In the Mughal history of Akbar’s Lahore, there is nothing more mysterious than the missing masterpiece on the history of the first 1,000 years of Islam and its personalities.

This masterpiece was ordered by the Mughal emperor Akbar and took 10 years to complete in which 10 of the finest scholars of that era contributed. Known as ‘Tarikh-i-Alfi’, or the ‘Millennial History’, it had many detractors, and for some unknown mysterious reason its text was never made public. It was initially in eight volumes, and a condensed version was printed in Iran five years ago, but the publisher was jailed, and the book banned.

Written in the Persian language, which remained the court language even till the first few years of British rule, it is considered the sole official Mughal research effort. Conservative scholars even then considered it an attempt to try to portray Akbar as the ‘Mehdi’ that the Quran teaches us, “a messianic deliverer who will fill the earth with justice, equity and restore true religion just before the end of the world”.

The book even at one stage has Akbar being portrayed as the Sun, or Surya, the basic founding idol of the Hindu religion. The book is illustrated on every page with beautiful calligraphic images of the earth being shaken by earthquakes, of huge ice pieces falling from the skies, and shows beautiful buildings and well-dressed people of fine-looking animals all being crushed by the weather in all its shades.

These are all leading to what was collectively known as ‘Tarikh-i-Alfi’ (a history of a 1,000 years) which was completed in 1592 AD in Lahore and was part of Lahore’s Mughal Toshakhana. The team of writers and scholars collected belonged to Lahore and to Iran, and their writing were illustrated by artists collected from all over India and Iran and housed in Lahore.

This effort by Akbar did not contain any biography of the prophet Muhammad (pbuh) but contains the assumption that the completion of 1,000 years of Islam was in essence the beginning of a new cycle of time, and that the world was at an end and that Akbar had been sent to guide the world as a ‘saint-king’.

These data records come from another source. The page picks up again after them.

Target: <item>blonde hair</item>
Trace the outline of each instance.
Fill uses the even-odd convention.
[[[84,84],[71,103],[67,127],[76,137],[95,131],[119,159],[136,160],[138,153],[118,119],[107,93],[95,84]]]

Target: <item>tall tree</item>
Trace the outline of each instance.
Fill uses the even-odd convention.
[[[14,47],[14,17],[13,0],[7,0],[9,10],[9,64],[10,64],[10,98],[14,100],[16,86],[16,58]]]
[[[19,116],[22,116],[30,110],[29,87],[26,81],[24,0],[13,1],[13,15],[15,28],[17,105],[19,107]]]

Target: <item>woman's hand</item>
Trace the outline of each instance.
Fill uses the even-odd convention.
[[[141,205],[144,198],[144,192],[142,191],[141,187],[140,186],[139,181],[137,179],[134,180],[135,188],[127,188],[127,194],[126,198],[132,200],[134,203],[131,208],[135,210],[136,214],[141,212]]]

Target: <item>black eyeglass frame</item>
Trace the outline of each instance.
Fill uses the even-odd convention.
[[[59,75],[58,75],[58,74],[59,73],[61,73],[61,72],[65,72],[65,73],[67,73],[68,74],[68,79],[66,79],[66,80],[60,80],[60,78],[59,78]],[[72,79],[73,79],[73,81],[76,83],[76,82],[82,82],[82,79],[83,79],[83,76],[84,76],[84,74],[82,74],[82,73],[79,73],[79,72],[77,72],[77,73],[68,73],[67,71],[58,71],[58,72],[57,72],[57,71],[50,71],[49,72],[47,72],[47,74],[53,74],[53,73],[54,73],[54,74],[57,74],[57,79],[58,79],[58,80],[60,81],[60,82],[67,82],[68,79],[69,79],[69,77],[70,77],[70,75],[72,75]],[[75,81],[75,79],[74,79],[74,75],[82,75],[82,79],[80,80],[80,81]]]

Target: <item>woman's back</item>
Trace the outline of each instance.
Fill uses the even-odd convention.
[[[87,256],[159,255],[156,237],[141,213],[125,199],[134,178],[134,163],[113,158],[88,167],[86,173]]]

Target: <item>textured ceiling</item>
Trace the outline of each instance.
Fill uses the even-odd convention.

Amazingly, this belief was widespread in those days as Islam spread all over the world. The belief that 1,000 years of Islam was a ‘time cycle’ before the end was taken up by other rulers like the Shah of Golconda, Muhammad Quli Qutb, as also by the Safavid ruler, Shah Ismail the First. So, unlike other rulers, Akbar attempted while in Lahore to prove that he was the true messianic deliverer.

The ‘Tarikh-i-Alfi’ is certainly a contrived attempt to produce a theory of Akbar as a just and pluralistic king. If we study at how Akbar treated Punjabis while he was in Lahore for 14 years, we see him skinning alive Dullah Bhatti, the peasant leader of Pindi Bhattian, striving for a fairer agriculture tax, and hanging him from the main gate of the Lahore Fort. He did the same with Dullah Bhatti’s father, as with others protesting the massive taxes imposed on poor farmers.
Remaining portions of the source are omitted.